On her 27th birthday, Tara discovered a lump in her left breast. After a series of terrible choices and bad mistakes, she found herself on a journey of self-discovery and self-reflection while awaiting her diagnosis. Don’t miss Tara McGowan Ross‘s brutally honest conversation about her life, as depicted in the memoir Nothing Will Be Different, and learn what it means to learn to live “before getting ready to die.”
About the book:
A neurotic party girl's coming-of-age memoir about learning to live before getting ready to die.
Tara has it pretty good: a nice job, a writing career, a forgiving boyfriend. She should be happy. Yet Tara can’t stay sober. She’s terrible at monogamy. Even her psychiatrist grows sick of her and stops returning her calls. She spends most of her time putting out social fires, barely pulling things off, and feeling sick and tired.

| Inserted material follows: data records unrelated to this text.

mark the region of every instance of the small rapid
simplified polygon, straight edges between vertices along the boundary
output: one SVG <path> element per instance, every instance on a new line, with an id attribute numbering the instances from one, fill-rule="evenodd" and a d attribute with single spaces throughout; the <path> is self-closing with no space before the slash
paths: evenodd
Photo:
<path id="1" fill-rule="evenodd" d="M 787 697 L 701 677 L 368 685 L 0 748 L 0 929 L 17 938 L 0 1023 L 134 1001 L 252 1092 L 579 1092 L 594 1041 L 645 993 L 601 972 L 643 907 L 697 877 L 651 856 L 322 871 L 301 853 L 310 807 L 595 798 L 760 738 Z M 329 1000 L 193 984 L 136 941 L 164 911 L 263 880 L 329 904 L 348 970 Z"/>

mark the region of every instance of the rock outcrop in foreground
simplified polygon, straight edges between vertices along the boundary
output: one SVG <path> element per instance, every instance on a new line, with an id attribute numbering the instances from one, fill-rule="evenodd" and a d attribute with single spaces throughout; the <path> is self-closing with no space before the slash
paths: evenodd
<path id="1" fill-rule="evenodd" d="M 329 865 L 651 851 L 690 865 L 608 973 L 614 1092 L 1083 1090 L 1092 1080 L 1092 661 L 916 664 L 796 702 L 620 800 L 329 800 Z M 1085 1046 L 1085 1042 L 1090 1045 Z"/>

Then, in the autumn following her twenty-seventh birthday, an abnormal lump discovered in her left breast serves as the catalyst for a journey of rigorous self-questioning. Waiting on a diagnosis, she begins an intellectual assessment of her life, desperate to justify a short existence full of dumb choices. Armed with her philosophy degree and angry determination, she attacks each issue in her life as the days creep by and winds up writing a searingly honest memoir about learning to live before getting ready to die.